Он сипло дышал и щурился на огоньки свечей.
– Ты о чем, дед? – спросил Пугачев. – Что там у тебя клюнуло!
– А мучица-то, пять мешочков-то, – оглаживая пудовой рукой бороду, ответил Пустобаев. – Клюнуло, говорю... Как на приваду... Сей минут прибегли оттедова, с Оренбурху, четверо штукатуров, да три сапожника со всем струментом, да мастеров слесарного цеху человек шесть, тоже со струментом, да восемнадцать человек солдат с ружьями, с порохом, да пятьдесят два наших яицких казачишек, при них четыре бабенки, ваше величество. Ур-ра, батюшка, ура!.. – скосоротившись, заорал вдруг Пустобаев и замахал руками; по горнице гулы пошли, а Пугачев, ткнув Шигаева локтем в бок, захохотал:
– Видал, Максим Григорьич? А ты муки жалел...
Пустобаев вытер кулаком слезы на глазах и восторженно сказал Пугачеву:
– Ну, батюшка, твое царское величество! Сатана хитер, а ты, не во вред тебе будь сказано, похитрей сатаны будешь...
Пугачев опять захохотал, послюнил пальцы и снял со свечей нагар.
– А я, как ты мне приказ отдал, все думал да думал: зачем бы это царю-государю в ум взбрело муку неприятелю подбрасывать? – продолжал Пустобаев.
– А таперь спознал? – милостиво спросил Пугачев. – Всякий теперь убедится, что в Оренбурге голод живет. Не долго уж Рейнсдорпу супротивничать моему царскому величеству. А ежели будет упорствовать, так народ с голодухи-то сам ворота отворит мне. А за верность твою и за усердие жалую я тебя, Пустобаев, чином сотника. Твои атаманы вместях с комендантом Симоновым в рядовых тебя до седых волос держали, а я вот, император, награждение тебе дарую. Служи и впредь верно, как предки твои служили моим предкам блаженной памяти.
Пустобаев повалился Пугачеву в ноги и со всем усердием стукнулся широким лбом в половицу.

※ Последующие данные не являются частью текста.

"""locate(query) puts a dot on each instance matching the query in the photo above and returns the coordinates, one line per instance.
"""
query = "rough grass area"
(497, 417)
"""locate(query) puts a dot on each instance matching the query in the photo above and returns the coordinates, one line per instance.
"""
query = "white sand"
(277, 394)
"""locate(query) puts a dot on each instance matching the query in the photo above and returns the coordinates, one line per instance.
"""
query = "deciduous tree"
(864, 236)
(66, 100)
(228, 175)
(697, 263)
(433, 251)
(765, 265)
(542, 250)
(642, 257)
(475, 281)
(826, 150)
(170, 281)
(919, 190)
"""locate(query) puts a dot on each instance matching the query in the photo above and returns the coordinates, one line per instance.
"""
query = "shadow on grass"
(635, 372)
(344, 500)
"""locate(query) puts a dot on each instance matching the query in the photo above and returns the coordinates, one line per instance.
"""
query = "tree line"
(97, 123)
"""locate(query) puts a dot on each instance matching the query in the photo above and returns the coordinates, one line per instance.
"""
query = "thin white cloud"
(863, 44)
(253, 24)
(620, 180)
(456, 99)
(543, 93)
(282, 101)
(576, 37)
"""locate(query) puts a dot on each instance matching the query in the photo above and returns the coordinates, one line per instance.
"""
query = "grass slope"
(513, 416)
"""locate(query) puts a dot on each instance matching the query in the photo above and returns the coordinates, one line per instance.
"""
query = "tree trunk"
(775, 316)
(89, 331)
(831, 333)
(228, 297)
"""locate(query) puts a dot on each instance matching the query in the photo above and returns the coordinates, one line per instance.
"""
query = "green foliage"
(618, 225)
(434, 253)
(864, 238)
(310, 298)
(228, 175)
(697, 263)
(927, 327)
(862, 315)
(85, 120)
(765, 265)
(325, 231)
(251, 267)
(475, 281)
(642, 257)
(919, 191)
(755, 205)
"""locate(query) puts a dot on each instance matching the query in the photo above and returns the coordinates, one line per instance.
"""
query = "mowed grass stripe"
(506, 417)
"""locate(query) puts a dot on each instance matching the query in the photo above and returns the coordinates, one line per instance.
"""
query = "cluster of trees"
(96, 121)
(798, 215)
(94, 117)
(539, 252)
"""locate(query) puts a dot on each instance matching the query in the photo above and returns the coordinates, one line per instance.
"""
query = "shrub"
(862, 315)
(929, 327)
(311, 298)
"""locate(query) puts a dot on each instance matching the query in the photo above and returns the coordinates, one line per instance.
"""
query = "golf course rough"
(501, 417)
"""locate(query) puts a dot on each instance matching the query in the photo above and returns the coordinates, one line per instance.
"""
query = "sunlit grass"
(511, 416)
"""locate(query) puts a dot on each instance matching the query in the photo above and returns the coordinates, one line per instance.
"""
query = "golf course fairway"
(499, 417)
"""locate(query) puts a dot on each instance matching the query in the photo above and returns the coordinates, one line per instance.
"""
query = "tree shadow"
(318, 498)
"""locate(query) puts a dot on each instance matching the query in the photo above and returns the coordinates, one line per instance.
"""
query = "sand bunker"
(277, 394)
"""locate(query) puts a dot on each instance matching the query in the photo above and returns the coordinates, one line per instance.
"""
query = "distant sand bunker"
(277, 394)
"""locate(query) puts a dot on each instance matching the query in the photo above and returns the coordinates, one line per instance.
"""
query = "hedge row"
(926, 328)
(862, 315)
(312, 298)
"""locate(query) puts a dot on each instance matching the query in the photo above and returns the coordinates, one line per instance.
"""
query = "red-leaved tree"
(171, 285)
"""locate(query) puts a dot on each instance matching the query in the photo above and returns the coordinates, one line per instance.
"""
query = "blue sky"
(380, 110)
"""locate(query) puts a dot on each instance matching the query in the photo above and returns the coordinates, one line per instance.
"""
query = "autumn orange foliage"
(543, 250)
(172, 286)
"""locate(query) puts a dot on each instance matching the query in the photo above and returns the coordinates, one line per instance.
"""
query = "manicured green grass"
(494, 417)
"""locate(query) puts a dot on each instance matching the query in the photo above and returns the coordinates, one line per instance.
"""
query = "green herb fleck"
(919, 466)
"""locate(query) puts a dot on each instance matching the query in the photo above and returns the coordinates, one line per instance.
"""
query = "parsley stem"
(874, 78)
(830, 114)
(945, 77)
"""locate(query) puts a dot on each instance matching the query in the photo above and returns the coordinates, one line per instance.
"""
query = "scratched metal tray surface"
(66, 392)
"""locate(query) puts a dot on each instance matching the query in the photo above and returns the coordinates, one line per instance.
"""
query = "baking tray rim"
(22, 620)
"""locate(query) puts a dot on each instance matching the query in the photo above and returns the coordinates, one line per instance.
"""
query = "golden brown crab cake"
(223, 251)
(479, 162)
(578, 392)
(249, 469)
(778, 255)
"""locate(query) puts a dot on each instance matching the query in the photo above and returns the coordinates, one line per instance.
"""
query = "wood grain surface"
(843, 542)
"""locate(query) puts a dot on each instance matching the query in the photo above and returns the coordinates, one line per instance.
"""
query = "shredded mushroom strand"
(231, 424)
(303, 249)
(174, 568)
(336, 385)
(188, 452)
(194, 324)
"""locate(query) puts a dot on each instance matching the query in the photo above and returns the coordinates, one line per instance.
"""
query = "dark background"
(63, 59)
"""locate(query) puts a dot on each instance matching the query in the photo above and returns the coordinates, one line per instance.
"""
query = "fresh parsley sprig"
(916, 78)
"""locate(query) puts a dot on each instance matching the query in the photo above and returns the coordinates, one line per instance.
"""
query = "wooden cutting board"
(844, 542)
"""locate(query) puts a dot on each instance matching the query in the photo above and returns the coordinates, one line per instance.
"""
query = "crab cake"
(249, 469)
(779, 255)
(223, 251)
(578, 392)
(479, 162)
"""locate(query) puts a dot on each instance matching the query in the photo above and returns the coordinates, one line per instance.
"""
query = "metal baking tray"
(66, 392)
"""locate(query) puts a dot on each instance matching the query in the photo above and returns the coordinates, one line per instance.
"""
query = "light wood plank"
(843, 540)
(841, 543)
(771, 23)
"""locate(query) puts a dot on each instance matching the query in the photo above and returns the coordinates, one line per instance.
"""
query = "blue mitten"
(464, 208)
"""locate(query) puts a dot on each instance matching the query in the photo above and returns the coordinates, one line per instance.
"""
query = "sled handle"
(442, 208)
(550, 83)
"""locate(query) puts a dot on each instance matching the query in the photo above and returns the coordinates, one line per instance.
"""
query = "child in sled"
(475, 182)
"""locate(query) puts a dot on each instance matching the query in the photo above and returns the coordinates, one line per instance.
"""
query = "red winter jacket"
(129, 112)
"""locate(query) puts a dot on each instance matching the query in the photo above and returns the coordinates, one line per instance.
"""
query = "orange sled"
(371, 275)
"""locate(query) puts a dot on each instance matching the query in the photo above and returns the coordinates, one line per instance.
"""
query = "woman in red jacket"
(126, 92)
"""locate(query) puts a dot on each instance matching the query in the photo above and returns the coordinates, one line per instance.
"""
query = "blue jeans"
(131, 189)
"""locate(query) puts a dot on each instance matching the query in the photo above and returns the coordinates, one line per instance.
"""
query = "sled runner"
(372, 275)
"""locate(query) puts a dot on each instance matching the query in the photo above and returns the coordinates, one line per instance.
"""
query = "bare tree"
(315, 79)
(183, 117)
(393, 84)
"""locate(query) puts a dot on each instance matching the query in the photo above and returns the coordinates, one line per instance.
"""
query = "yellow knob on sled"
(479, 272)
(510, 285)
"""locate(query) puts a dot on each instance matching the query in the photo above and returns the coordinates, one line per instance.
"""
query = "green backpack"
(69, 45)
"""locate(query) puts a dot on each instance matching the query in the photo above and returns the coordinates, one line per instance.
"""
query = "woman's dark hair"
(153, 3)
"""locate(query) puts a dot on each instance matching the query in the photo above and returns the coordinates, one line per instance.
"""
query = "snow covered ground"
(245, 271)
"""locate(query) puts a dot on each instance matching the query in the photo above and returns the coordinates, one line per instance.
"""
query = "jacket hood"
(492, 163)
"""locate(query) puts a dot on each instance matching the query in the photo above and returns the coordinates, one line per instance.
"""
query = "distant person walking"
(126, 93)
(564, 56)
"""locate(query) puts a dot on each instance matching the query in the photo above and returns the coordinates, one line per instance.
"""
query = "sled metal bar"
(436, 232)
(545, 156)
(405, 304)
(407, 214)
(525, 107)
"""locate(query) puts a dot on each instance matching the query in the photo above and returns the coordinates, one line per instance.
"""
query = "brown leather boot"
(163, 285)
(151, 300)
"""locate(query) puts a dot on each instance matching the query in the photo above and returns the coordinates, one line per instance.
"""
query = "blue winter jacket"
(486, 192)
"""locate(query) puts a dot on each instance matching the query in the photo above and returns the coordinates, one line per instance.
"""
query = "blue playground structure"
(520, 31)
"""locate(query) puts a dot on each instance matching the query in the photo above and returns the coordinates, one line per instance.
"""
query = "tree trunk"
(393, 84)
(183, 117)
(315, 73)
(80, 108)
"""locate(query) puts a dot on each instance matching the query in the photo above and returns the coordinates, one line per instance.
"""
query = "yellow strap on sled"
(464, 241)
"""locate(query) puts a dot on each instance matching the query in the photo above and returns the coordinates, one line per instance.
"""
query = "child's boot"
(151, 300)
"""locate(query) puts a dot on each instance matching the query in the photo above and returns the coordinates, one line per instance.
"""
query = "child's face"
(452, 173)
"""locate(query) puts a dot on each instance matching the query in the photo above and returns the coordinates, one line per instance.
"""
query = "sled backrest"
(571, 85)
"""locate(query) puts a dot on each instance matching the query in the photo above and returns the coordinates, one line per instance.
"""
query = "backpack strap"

Военная хитрость Пугачева имела удачный для него отзвук в Оренбурге. В народе говорили, что не пять мешков, а целых шесть возов было с хлебом, да бедноте-то не досталось ничего: немилое начальство весь хлеб спроворило себе забрать.
Вездесущая Золотариха в хлебной склоке участия не принимала, у нее в то время гулял купчик Полуехтов. Он поведал шинкарке о своем приключении в Берде, о том, как разбойник Пугачев приказал обрубить ему ухо, но спас его промысел Божий да дюжий старичина Пустобаев: «Я, говорит, этому жулику и ухо обкорнаю, и в город отвезу». В город он действительно Полуехтова отвез, но к уху его не прикоснулся и ни гроша за услугу свою не взял. «Только, говорит, на глаза батюшке не показывайся...»
– А ведь я ему империал совал... Ну-тка, милушка, налей во здравье Пустобаева. Ура!